- Pitcher
- Born: September 6, 1922 Norfolk, Virginia, US
- Died: October 18, 1981 (aged 59) Austin, Minnesota, US
- Batted: RightThrew: Right

MLB debut
- July 25, 1943, for the Philadelphia Athletics

Last MLB appearance
- September 28, 1943, for the Philadelphia Athletics

MLB statistics (through 1943)
- Win–loss record: 1–3
- Earned run average: 5.56
- Strikeouts: 7
- WHIP: 1.603
- Stats at Baseball Reference

Teams
- Philadelphia Athletics (1943);

= Lou Ciola =

American baseball player (1922-1981)

Louis Alexander Ciola (1922–1981) was an American Major League Baseball pitcher. He played for the Philadelphia Athletics during the season.

==Playing career==
With World War II raging, and many of baseball's top stars enlisted in military service, teams like the Philadelphia A's were in need of talent to fill out their rosters. Lou Ciola made his major league debut in relief of Roger Wolff in a 5–0 loss to the Detroit Tigers. Ciola came in with the A's down 5-0. He would pitch a scoreless inning, earning no decision. While Ciola did not strike a batter out in his debut, he did work a 1-2-3 inning. First, he got Tigers pitcher Dizzy Trout to hit into a ground out at first base. This was followed by Bobby Estalella hitting a grounder to A's shortstop Joe Hoover for out number two. After walking Dick Siebert, Ciola retired Hal Wagner on a ground out to first. In making his debut, Ciola became the fifth player from the University of Richmond to make it to the major leagues, following Clarence Berger, Tom Miller, Jack Sanford, and Porter Vaughan.
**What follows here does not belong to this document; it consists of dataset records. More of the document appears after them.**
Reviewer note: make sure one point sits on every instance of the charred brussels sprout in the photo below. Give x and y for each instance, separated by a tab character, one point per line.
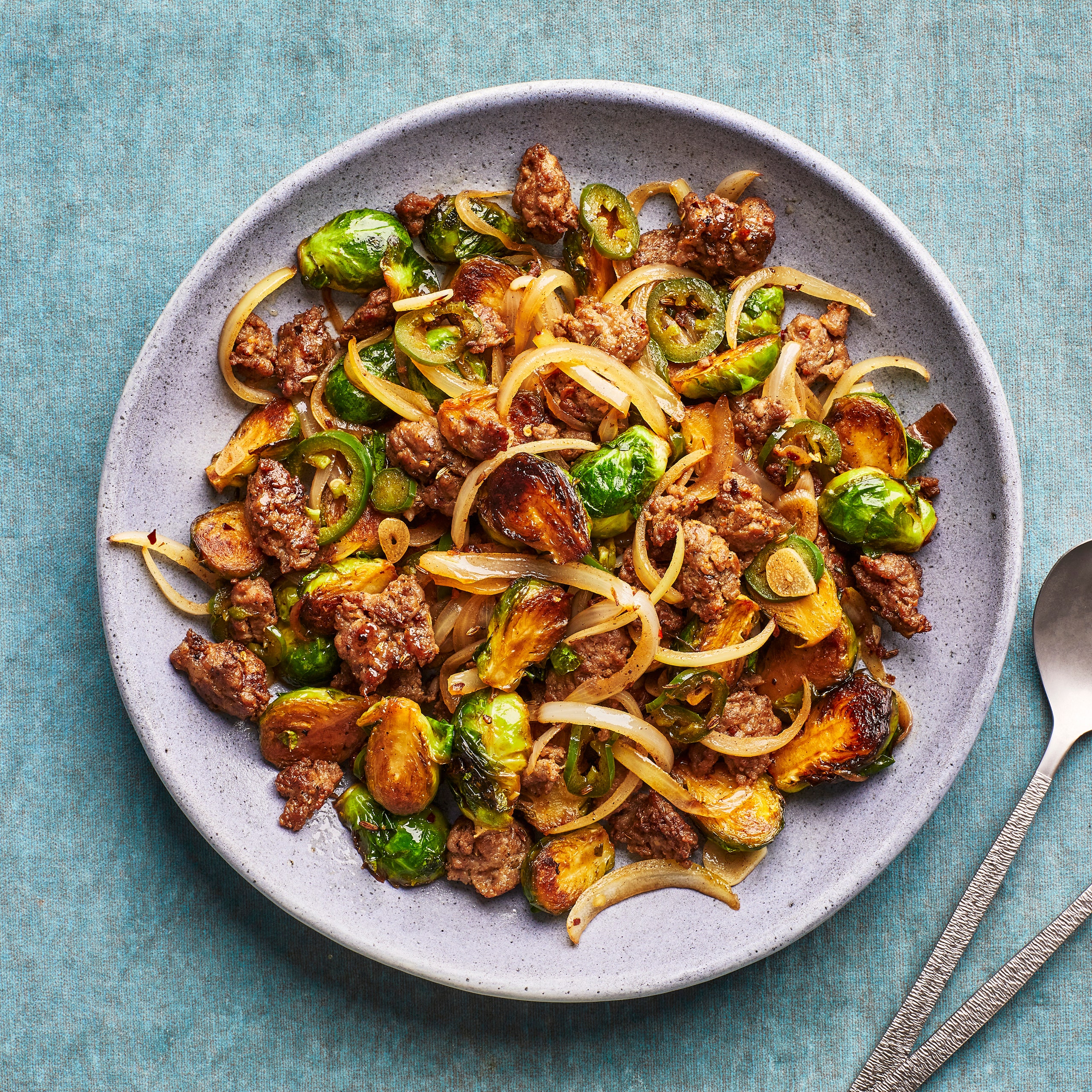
311	723
868	508
406	851
401	763
617	479
533	502
490	751
364	249
530	619
448	239
558	871
848	731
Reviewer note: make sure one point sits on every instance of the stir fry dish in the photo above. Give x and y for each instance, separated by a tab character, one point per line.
564	542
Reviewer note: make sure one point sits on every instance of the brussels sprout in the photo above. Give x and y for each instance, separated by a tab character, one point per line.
747	817
558	871
401	763
490	751
448	239
865	507
222	540
269	432
530	619
406	851
733	373
617	479
361	250
311	723
535	502
848	731
872	434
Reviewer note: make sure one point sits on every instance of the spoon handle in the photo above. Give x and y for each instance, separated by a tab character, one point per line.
900	1038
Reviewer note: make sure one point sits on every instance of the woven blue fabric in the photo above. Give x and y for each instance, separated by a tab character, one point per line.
131	957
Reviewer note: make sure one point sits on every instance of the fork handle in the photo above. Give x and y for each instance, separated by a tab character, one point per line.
895	1048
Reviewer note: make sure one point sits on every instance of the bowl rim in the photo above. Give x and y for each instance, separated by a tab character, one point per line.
859	196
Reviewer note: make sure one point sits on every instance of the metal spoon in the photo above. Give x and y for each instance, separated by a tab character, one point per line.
1062	630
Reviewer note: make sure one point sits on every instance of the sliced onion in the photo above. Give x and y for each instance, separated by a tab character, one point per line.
612	720
468	493
853	375
712	656
748	747
233	325
176	552
640	877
Ciola would appear in 12 games overall, mostly in relief, but earning an occasional start. He struggled badly in losses to the Cleveland Indians and Chicago White Sox. However, in what would be his final major league appearance, Ciola pitched a complete game 8–3 win over the St. Louis Browns and in the process, earning his first and only win in his major league career.

Ciola made his Major League debut despite never spending a day in the minor leagues. Ciola would miss the next two seasons due to military commitments. Returning to Philadelphia, Ciola pitched for their Single A team, the Savannah Indians in the Sally League. After drawing his outright release at the end of 1946, Ciola hooked on the next year for the Chicago Cubs. Ciola pitched two years in the Cubs chain for the Portsmouth Cubs of the Piedmont League. At the end of the 1948 season, Ciola was drafted by the St. Louis Cardinals in the minor league draft. He would spend the rest of his career in the minor leagues for the Cardinals, mainly at the lower levels. Only reach, did he come close to reaching the majors once again. He pitched one game for the Rochester Red Wings, the Triple A club for the Cardinals. He pitched one game, and allowed one hit, one run, one earned run, while walking two batters in his only appearance for the Wings. He was demoted to Double-A Houston on the Texas league, and Ciola never again got close to the major leagues.

Ciola mainly played at the Single A level. No longer a prospect, Ciola mainly served as a veteran arm and mentor to other pitchers and pitching prospects in the minor leagues. At the age of 31, Ciola played his final season of baseball, going 7–5 with a 3:06 E.R.A. for the Omaha Cardinals of the Western League.